Redshift - Execute

Overview

You can use the Redshift Execute Snap to execute arbitrary SQL queries. It executes DML (SELECT, INSERT, UPDATE, DELETE) type statements. This Snap works best with single queries.

This is a Write-type Snap.
Works in Ultra Tasks

Prerequisites

A valid Redshift Account with the required permissions.

Limitations

If you use the PostgreSQL driver (org.postgresql.Driver) with the Redshift Snap Pack, it could result in errors if the data type provided to the Snap does not match the data type in the Redshift table schema. Either use the Redshift driver (com.amazon.redshift.jdbc42.Driver) or use the correct data type in the input document to resolve these errors.

When the SQL statement property is an expression, the pipeline parameters are shown in the suggest, but not the input schema.
Multiple queries might not work, because the underlying JDBC driver does not support multiple queries. We recommend you to use the Redshift - Multi Execute Snap for running multiple queries.

Behavior Change

Starting from the main22460 version, when you enable the Pass through property in the Execute Snaps, the Snap execution does not stop even when SQL exceptions occur. Instead, the Snap routes the exceptions to the error view while continuing to process other SQL queries.

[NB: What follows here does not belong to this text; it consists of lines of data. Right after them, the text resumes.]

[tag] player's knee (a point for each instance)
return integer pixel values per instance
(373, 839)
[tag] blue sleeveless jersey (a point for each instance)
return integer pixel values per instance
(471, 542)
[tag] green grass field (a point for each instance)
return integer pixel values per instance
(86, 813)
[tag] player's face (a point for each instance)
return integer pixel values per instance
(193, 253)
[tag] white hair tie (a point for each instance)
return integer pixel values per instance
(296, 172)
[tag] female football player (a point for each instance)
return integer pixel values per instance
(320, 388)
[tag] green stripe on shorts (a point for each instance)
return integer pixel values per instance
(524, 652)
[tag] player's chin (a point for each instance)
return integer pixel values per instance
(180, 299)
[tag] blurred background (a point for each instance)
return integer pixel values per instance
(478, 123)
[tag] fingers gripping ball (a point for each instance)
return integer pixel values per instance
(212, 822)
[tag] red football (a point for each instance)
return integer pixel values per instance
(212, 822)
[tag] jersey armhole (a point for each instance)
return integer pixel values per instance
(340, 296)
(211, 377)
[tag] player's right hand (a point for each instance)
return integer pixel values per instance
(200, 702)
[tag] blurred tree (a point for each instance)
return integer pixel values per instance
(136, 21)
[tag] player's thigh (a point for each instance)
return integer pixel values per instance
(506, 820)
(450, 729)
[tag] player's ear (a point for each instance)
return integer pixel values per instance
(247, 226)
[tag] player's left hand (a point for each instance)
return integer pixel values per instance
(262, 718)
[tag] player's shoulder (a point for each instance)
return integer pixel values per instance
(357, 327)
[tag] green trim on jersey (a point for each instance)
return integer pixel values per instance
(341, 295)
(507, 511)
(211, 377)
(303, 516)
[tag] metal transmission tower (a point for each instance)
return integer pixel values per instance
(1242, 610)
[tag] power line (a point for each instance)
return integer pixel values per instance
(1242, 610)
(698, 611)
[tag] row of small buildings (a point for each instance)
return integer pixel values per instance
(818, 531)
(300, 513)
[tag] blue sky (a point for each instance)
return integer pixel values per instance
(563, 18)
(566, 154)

For example, in a Pipeline with an upstream Snap providing five input documents to the Execute Snap configured to perform INSERT operations:

If the second INSERT operation results in an SQL exception, the Execute Snap routes that exception to the error view.
The Snap continues processing and successfully completes the remaining three INSERT operations.

Snap views


Type	Description	Examples of upstream and downstream Snaps
Input	Document
Output	Document	Mapper JSON Formatter File Writer
Learn more about Error handling.

Examples

Execute Custom SQL Statements: Execute custom SQL statements in Redshift database
Invoke Stored Procedures in Redshift: Invoke stored procedures in Redshift database

Snap settings

Note: Learn about the common controls in the Snap settings dialog.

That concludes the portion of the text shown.